Mikey bouscule tout dans l’univers familial où il cherche trouver une place et à prendre un certain pouvoir. Vantard, avec un baratin de bonimenteur près à exploiter toutes les faiblesses chez l’autre, il pense que son bagou va lui ouvrir toutes les portes et qu’il sera accueilli comme une star. Mais sa « carrière » dans le cinéma porno est loin d’être appréciée par une société verrouillée et puritaine.
Pour payer son loyer, il va de combines en combines, toujours minables et malhonnêtes : les valeurs morales ne l’étouffent pas.
Entre baratin et arnaques, il carbure à la débrouille, pas toujours scrupuleuse ni sympa. En orchestrant comme un crescendo, la confrontation entre son élan d’une vie pleine de fantaisie et le rejet évident de son entourage. Chez les habitants de cette petite ville paumée, on sent des rancunes de crasses passées. Son amoralisme cool n’est plus supporté et, en définitive, il se retrouve bien seul.
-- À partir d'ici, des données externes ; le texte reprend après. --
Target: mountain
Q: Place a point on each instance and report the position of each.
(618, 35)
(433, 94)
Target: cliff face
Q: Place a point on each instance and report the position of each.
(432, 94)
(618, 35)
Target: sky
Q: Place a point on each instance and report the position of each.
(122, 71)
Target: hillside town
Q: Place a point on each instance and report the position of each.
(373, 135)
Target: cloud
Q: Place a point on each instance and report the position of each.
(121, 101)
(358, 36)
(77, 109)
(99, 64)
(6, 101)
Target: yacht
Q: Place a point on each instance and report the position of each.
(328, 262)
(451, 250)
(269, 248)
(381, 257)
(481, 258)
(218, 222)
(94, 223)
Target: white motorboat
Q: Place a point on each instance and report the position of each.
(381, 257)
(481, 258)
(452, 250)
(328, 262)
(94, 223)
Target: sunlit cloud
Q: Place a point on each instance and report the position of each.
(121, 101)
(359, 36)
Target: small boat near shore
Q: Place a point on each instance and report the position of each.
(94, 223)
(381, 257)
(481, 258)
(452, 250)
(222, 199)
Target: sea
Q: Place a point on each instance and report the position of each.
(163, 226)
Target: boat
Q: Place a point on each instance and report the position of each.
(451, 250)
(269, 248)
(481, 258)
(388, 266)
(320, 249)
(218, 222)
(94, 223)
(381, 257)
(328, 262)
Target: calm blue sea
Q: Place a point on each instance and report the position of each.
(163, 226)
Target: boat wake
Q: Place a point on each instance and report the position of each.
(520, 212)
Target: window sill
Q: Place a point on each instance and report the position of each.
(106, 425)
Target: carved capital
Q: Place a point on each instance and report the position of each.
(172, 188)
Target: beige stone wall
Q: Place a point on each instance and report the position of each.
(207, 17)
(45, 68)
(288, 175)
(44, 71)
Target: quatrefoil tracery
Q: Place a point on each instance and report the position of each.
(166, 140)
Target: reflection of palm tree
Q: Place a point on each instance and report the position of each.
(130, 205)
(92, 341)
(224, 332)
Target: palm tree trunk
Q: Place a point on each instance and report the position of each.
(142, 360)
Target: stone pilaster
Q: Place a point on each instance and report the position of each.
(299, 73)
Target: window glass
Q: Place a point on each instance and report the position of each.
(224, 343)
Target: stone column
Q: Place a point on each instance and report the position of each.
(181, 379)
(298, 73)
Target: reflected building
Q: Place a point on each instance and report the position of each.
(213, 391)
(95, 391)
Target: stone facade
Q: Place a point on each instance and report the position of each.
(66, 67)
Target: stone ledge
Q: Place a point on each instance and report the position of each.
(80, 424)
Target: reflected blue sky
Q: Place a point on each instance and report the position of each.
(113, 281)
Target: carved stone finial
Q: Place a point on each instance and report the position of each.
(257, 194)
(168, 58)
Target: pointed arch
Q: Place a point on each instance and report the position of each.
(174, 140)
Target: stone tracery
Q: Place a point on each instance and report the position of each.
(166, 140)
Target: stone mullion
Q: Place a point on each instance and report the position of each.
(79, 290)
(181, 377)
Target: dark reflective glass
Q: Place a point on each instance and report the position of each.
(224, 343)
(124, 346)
L’exaltation de Mikey ne l’empêche pas de glisser dans la précarité, mais, beau gosse, il emballe, en la saoulant de mots, une jolie gamine qui peut lui donner l’espoir d’une vie sur de bons rails, alors qu’en fait, il serait prêt à l’expédier faire à son tour du cinéma porno, en récupérant un peu d’argent au passage, histoire d’échapper à sa mouise. Dispersé, il est vite séduit par tout miroir aux alouettes. Mais il finira par sortir du déni en regardant sa vie en face et en prenant conscience de ce qu’il a perdu.
Tout se passe pendant la campagne pour l’élection de Donald Trump à la présidence des Etats-Unis dans une Amérique qui correspond à ses électeurs et à leur opportunisme cynique, comme celui de Mikey.
« Red Rocket » est le septième long-métrage de Sean Baker dont on a surtout remarqué « Tangerine », en 2015, et « The Florida Project », en 2017.
Il préfère suggérer par des glissements de perception plutôt que par les dialogues ou des rebondissements. Aussi, dans « Red Rocket », relève-t-il le défi de laisser supposer le changement intérieur de son personnage principal.
Ce portrait de looser décontracté et profiteur abusif est incarné par Simon Rex. Grâce à son excellent jeu, il donne une vérité saisissante à une vie en forme de fuite en avant. Au dernier Festival de Cannes, où « Red Rocket » était sélectionné en compétition, cet acteur a bien failli remporter le Prix d’interprétation masculine : son nom était largement cité sur la Croisette pour la fantaisie et la sensibilité qu’il a données à son personnage d’antihéros.